The way it works, Shusteff explained, is by overlapping three laser beams that define an object’s geometry from three different directions, creating a 3D image suspended in the vat of resin. The laser light, which is at a higher intensity where the beams intersect, is kept on for about 10 seconds, enough time to cure the part. The excess resin is drained out of the vat, and, seemingly like magic, researchers are left with a fully formed 3D part.
The approach, the scientists concluded, results in parts built many times faster than other polymer-based methods, and most, if not all, commercial AM methods used today. Due to its low cost, flexibility, speed and geometric versatility, the researchers expect the framework to open a major new direction of research in rapid 3D printing.
Volumetric 3D printing creates parts by overlapping three laser beams that define an object’s geometry from three different directions, creating a hologram-like 3D image suspended in the vat of resin. The laser light, which is at a higher intensity where the beams intersect, is kept on for about 10 seconds, enough time to cure the object.
“It’s a demonstration of what the next generation of additive manufacturing may be,” said LLNL engineer Chris Spadaccini, who heads Livermore Lab’s 3D printing effort. “Most 3D printing and additive manufacturing technologies consist of either a one-dimensional or two-dimensional unit operation. This moves fabrication to a fully 3D operation, which has not been done before. The potential impact on throughput could be enormous and if you can do it well, you can still have a lot of complexity.”
With this process, Shusteff and his team printed beams, planes, struts at arbitrary angles, lattices and complex and uniquely curved objects. While conventional 3D printing has difficulty with spanning structures that might sag without support, Shusteff said, volumetric printing has no such constraints; many curved surfaces can be produced without layering artifacts.

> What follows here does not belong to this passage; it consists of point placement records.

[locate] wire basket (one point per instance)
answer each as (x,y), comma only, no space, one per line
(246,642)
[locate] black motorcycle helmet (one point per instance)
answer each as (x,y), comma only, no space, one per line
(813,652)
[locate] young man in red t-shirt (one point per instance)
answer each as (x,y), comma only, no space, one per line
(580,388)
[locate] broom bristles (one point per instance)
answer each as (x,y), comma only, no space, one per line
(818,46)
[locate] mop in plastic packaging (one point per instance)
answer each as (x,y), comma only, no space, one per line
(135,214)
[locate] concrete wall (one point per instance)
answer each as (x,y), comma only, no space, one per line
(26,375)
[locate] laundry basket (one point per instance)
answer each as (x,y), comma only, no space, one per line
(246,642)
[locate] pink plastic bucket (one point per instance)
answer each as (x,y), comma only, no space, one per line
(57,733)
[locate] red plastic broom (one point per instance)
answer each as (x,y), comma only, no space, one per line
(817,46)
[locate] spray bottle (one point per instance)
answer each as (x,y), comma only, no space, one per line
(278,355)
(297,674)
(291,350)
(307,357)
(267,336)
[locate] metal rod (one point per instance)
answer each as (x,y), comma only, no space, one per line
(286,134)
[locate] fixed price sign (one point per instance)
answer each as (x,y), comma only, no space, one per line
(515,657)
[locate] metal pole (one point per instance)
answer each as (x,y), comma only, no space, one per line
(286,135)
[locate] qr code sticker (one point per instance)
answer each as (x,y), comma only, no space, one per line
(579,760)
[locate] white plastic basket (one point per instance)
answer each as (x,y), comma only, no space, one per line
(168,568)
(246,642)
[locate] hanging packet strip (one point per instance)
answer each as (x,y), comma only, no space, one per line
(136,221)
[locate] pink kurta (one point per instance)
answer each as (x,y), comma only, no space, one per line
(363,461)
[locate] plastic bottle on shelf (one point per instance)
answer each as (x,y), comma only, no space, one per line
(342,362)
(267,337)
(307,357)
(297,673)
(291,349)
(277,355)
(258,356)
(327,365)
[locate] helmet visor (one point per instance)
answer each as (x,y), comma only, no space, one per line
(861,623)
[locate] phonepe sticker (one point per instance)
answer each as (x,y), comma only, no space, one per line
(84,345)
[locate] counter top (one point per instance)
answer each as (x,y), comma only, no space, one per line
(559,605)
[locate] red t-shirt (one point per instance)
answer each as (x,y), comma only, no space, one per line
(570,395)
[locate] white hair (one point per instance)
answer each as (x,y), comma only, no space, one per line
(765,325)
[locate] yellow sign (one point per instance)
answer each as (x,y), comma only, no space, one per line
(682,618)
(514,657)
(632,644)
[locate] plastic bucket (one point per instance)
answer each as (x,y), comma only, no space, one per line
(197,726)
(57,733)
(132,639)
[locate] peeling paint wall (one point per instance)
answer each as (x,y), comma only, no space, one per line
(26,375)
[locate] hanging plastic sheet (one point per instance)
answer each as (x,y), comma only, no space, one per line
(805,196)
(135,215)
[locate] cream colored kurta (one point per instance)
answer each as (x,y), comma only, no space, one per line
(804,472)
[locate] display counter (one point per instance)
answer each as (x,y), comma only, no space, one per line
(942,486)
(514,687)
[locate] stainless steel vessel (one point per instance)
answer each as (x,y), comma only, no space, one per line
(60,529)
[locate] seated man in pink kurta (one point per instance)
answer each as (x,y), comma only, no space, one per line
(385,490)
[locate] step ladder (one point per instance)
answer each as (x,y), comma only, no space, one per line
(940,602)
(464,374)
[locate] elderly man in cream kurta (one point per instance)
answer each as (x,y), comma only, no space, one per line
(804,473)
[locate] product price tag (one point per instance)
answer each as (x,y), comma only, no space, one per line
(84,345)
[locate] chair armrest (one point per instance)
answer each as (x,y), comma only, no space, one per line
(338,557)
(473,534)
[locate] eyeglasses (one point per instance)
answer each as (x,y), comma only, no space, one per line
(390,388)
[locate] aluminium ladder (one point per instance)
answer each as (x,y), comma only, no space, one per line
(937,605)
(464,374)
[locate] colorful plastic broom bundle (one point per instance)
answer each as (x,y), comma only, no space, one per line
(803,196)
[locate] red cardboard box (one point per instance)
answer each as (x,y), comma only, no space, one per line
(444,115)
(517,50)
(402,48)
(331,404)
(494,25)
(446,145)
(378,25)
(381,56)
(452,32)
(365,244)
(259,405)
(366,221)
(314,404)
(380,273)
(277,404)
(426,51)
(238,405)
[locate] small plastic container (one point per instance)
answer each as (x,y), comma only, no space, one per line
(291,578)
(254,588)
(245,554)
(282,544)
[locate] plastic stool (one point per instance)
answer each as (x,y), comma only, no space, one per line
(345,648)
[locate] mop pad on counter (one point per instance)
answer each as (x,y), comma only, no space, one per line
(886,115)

“This might be the only way to do AM that doesn’t require layering,” Shusteff said. “If you can get away from layering, you have a chance to get rid of ridges and directional properties. Because all features within the parts are formed at the same time, they don’t have surface issues.
“I’m hoping what this will do is inspire other researchers to find other ways to do this with other materials,” he added. “It would be a paradigm shift.”
Shusteff believes volumetric printing could be made even faster with a higher power light source. Extra-soft materials such as hydrogels could be wholly fabricated, he said, which would otherwise be damaged or destroyed by fluid motion. Volumetric 3D printing also is the only additive manufacturing technique that works better in zero gravity, he said, expanding the possibility of space-based production.
The technique does have limitations, researchers said. Because each beam propagates through space without changing, there are restrictions on part resolution and on the kinds of geometries that can be formed. Extremely complex structures would require lots of intersecting laser beams and would limit the process, they explained.
Spadaccini added that additional polymer chemistry and engineering also would be needed to improve the resin properties and fine tune them to make better structures.
“If you leave the light on too long it will start to cure everywhere, so there’s a timing game,” Spadaccini said. “A lot of the science and engineering is figuring out how long you can keep it on and at what intensity, and how that couples with the chemistry.”
The work received Laboratory Directed Research and Development (LDRD) program funding. Additional LLNL researchers who contributed to the project were Todd Weisgraber and Robert Panas, Lawrence Graduate Scholar and University of Rochester Ph.D. student Allison Browar, UC Berkeley graduate students Brett Kelly and Johannes Henriksson, along with Nicholas Fang at MIT.